El principal petitorio es la nulidad de la concesión de servicio de agua y desagüe, que el Concejo Municipal Distrital, mediante acuerdo, debe resolver, ya que perjudica a la población de la zona sur de Juliaca, que está dentro de su ámbito.

Crisóstomo Benique Apaza, presidente del Comité Central de Agua y Desagüe, sostuvo que Lupe Quispe debe resolver el contrato porque la municipalidad es la única entidad involucrada en el tema, ya que el convenio se celebró sin la mediación de ninguna otra instancia.

“El Ministerio de Vivienda no ha celebrado ningún convenio con la empresa Castro Vaca, el que ha celebrado ese convenio ha sido la alcaldía de Caracoto y tiene que solucionar el problema”, expresó Benique Apaza.

Asimismo, manifestó que la población de Caracoto también se sumaría al Proyecto Integral de Agua y Desagüe de Juliaca, para lo cual debe realizar las gestiones ante el Ministerio de Vivienda, ya que no existe oposición de los dirigentes del comité central.

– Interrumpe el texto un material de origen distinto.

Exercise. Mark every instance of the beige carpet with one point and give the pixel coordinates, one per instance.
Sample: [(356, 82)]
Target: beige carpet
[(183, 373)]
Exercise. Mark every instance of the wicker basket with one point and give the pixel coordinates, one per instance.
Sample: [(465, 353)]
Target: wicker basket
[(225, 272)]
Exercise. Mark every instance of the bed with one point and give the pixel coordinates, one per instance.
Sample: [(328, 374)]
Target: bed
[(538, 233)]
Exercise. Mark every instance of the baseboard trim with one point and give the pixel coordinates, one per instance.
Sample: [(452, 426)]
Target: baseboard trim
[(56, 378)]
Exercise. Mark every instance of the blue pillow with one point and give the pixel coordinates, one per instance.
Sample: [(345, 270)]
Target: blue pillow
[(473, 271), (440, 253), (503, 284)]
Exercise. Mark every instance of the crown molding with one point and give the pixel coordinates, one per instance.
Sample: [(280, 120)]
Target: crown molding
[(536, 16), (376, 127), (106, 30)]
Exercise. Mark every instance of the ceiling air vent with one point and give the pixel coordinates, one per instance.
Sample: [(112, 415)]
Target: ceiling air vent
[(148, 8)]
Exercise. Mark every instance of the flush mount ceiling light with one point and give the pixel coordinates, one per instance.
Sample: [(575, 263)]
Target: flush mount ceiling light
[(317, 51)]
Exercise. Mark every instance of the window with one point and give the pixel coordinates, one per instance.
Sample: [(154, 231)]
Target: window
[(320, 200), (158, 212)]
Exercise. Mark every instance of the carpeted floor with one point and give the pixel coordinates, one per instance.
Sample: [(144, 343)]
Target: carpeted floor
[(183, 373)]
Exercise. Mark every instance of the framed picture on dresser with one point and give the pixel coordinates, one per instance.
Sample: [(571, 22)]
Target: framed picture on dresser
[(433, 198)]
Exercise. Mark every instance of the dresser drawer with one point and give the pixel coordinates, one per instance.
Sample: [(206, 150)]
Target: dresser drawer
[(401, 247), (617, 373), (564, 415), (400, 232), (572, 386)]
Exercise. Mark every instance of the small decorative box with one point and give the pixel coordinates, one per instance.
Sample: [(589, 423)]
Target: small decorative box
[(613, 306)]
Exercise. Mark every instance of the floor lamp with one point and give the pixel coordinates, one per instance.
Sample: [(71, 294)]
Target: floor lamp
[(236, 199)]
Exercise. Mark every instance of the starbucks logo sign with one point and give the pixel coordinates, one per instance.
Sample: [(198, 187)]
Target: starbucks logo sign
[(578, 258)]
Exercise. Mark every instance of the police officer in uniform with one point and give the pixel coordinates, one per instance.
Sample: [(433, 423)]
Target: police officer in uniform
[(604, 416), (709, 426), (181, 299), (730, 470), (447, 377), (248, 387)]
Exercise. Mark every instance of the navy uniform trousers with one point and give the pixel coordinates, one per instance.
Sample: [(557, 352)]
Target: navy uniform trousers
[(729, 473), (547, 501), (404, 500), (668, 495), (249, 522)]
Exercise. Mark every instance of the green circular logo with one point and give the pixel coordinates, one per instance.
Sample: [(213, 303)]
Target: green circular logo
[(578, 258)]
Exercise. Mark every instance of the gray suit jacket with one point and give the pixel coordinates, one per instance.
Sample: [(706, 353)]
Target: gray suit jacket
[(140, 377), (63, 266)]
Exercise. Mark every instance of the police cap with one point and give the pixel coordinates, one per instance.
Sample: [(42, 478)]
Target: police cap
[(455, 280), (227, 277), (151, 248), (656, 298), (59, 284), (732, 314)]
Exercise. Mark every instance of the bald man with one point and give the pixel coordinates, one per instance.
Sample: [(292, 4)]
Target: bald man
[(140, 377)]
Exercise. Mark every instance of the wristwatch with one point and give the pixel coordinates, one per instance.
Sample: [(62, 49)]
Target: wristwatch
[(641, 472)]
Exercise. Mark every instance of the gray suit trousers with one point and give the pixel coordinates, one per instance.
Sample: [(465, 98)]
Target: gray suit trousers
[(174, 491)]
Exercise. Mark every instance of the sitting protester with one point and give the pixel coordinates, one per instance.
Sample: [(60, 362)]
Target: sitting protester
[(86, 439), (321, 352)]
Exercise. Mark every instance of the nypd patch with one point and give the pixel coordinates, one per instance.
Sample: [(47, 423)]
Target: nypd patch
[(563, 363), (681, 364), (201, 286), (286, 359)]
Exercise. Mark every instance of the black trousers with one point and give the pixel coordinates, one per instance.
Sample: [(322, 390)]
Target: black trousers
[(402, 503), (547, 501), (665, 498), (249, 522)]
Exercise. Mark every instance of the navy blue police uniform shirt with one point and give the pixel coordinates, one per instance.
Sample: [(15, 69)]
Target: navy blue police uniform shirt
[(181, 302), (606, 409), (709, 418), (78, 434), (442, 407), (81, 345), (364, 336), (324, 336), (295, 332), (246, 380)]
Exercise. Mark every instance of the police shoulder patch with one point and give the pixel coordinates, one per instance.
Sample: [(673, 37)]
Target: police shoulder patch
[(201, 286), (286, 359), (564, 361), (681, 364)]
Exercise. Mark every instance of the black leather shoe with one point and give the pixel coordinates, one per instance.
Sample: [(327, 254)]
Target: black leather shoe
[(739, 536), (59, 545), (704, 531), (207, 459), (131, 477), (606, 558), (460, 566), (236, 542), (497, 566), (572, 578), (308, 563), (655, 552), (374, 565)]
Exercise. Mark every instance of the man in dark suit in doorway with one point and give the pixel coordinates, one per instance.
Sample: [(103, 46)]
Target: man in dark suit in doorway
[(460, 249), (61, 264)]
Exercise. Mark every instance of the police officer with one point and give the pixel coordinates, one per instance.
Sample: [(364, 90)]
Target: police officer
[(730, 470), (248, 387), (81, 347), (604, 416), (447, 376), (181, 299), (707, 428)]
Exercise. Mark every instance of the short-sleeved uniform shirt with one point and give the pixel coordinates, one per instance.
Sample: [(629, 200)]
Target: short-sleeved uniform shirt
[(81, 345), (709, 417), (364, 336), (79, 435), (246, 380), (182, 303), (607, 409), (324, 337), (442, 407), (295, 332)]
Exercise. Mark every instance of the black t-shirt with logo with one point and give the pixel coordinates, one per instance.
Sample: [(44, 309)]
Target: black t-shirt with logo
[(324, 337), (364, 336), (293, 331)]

Por su parte, el asesor legal de los dirigentes de Juliaca, Román Paredes Santuyo, cuestionó a la empresa Castro Vaca, pues desde el 2014 no realizó ningún trabajo y más bien los estafó con el cobro de dineros, que ahora desconoce.

Cabe indicar que la marcha inició a la altura de la urbanización Néstor Cáceres Velásquez, para luego realizar un plantón en la municipalidad y después bloquear la autopista. Tras ello, sostuvieron una reunión con la autoridad distrital, aunque sin resultados positivos.

“Si hoy no trae un documento con una respuesta afirmativa, nos vamos a oponer a que Caracoto cuente con servicios básicos”. Crisóstomo Benique Presidente del Comité Central de Juliaca.